Headquartered in Melbourne, the company has a sales presence in all states and territories across Australia.
About Platinum Equity
Founded in 1995 by Tom Gores
, Platinum Equity is a global investment firm with approximately $23 billion of assets under management and a portfolio
of approximately 40 operating companies that serve customers around the world. The firm is currently investing from Platinum Equity Capital Partners V
, a $10 billion global buyout fund, and Platinum Equity Small Cap Fund
, a $1.5 billion buyout fund focused on investment opportunities in the lower middle market. Platinum Equity specializes in mergers, acquisitions and operations – a trademarked strategy it calls M&A&O®
– acquiring and operating companies in a broad range of business markets, including manufacturing, distribution, transportation and logistics, equipment rental, metals services, media and entertainment, technology, telecommunications and other industries.

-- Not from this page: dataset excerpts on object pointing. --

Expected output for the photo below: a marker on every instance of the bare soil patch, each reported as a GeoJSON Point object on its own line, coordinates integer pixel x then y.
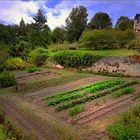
{"type": "Point", "coordinates": [41, 131]}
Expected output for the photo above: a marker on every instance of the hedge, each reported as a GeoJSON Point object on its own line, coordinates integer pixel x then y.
{"type": "Point", "coordinates": [75, 60]}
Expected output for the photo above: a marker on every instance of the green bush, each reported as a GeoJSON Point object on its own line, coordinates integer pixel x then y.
{"type": "Point", "coordinates": [76, 109]}
{"type": "Point", "coordinates": [16, 63]}
{"type": "Point", "coordinates": [128, 128]}
{"type": "Point", "coordinates": [3, 56]}
{"type": "Point", "coordinates": [105, 39]}
{"type": "Point", "coordinates": [32, 69]}
{"type": "Point", "coordinates": [134, 44]}
{"type": "Point", "coordinates": [7, 79]}
{"type": "Point", "coordinates": [74, 59]}
{"type": "Point", "coordinates": [38, 56]}
{"type": "Point", "coordinates": [120, 131]}
{"type": "Point", "coordinates": [123, 91]}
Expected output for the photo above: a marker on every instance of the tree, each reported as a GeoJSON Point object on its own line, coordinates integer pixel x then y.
{"type": "Point", "coordinates": [22, 30]}
{"type": "Point", "coordinates": [40, 35]}
{"type": "Point", "coordinates": [124, 23]}
{"type": "Point", "coordinates": [40, 20]}
{"type": "Point", "coordinates": [76, 22]}
{"type": "Point", "coordinates": [100, 21]}
{"type": "Point", "coordinates": [59, 35]}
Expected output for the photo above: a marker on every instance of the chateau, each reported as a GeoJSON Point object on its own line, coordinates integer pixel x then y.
{"type": "Point", "coordinates": [137, 23]}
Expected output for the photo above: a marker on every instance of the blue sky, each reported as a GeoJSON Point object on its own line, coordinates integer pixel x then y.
{"type": "Point", "coordinates": [56, 11]}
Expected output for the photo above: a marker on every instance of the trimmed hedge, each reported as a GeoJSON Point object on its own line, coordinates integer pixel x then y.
{"type": "Point", "coordinates": [75, 60]}
{"type": "Point", "coordinates": [105, 39]}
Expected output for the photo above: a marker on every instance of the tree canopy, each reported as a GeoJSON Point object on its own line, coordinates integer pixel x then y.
{"type": "Point", "coordinates": [124, 23]}
{"type": "Point", "coordinates": [76, 22]}
{"type": "Point", "coordinates": [100, 21]}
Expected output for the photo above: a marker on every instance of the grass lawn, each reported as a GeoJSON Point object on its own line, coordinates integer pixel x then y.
{"type": "Point", "coordinates": [1, 133]}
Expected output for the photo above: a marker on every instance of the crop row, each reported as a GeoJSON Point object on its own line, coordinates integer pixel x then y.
{"type": "Point", "coordinates": [93, 96]}
{"type": "Point", "coordinates": [76, 95]}
{"type": "Point", "coordinates": [81, 88]}
{"type": "Point", "coordinates": [66, 98]}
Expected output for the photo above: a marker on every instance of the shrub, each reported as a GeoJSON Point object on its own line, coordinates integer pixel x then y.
{"type": "Point", "coordinates": [120, 131]}
{"type": "Point", "coordinates": [32, 69]}
{"type": "Point", "coordinates": [76, 109]}
{"type": "Point", "coordinates": [15, 63]}
{"type": "Point", "coordinates": [7, 79]}
{"type": "Point", "coordinates": [105, 39]}
{"type": "Point", "coordinates": [134, 44]}
{"type": "Point", "coordinates": [3, 56]}
{"type": "Point", "coordinates": [123, 91]}
{"type": "Point", "coordinates": [2, 116]}
{"type": "Point", "coordinates": [38, 56]}
{"type": "Point", "coordinates": [74, 59]}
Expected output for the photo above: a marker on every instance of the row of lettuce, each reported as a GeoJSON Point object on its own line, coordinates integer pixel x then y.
{"type": "Point", "coordinates": [10, 131]}
{"type": "Point", "coordinates": [94, 91]}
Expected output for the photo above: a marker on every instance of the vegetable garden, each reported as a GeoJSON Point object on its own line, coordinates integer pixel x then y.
{"type": "Point", "coordinates": [87, 93]}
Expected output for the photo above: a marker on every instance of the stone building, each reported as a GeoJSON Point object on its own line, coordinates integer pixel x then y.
{"type": "Point", "coordinates": [137, 23]}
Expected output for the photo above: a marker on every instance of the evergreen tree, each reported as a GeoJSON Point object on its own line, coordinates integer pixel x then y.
{"type": "Point", "coordinates": [76, 23]}
{"type": "Point", "coordinates": [100, 21]}
{"type": "Point", "coordinates": [40, 20]}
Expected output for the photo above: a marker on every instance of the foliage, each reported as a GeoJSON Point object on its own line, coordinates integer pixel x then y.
{"type": "Point", "coordinates": [40, 20]}
{"type": "Point", "coordinates": [7, 34]}
{"type": "Point", "coordinates": [105, 39]}
{"type": "Point", "coordinates": [123, 91]}
{"type": "Point", "coordinates": [7, 79]}
{"type": "Point", "coordinates": [73, 59]}
{"type": "Point", "coordinates": [40, 39]}
{"type": "Point", "coordinates": [13, 132]}
{"type": "Point", "coordinates": [15, 63]}
{"type": "Point", "coordinates": [38, 56]}
{"type": "Point", "coordinates": [76, 109]}
{"type": "Point", "coordinates": [33, 69]}
{"type": "Point", "coordinates": [76, 22]}
{"type": "Point", "coordinates": [100, 21]}
{"type": "Point", "coordinates": [124, 23]}
{"type": "Point", "coordinates": [84, 88]}
{"type": "Point", "coordinates": [129, 126]}
{"type": "Point", "coordinates": [3, 56]}
{"type": "Point", "coordinates": [122, 132]}
{"type": "Point", "coordinates": [59, 35]}
{"type": "Point", "coordinates": [134, 44]}
{"type": "Point", "coordinates": [96, 95]}
{"type": "Point", "coordinates": [21, 49]}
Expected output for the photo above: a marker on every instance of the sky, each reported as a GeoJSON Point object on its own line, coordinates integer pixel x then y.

Over the past 25 years Platinum Equity has completed more than 300 acquisitions.
Telstra is Australia’s leading telecommunications company, offering a full range of services across the market. Telstra operates in more than twenty countries and territories outside Australia, has more than 1.2 million shareholders, and a market capitalization of ~$37 billion AUD. Telstra’s purpose is to build a connected future so everyone can thrive.
Notes for editors
Small businesses account for 35 percent of Australia’s gross domestic profit and employ 44 percent of Australia’s workforce. Of the 877,744 total employing businesses, 823,551 are small businesses (93.8%) –Small Business Counts Survey 2019.
Australian small business investment in IT has fallen in recent years with only 51.1 percent having a web presence, 40.4 percent a social media presence and 37.1 percent able to receive orders via the internet. – Small Business Counts Survey 2019.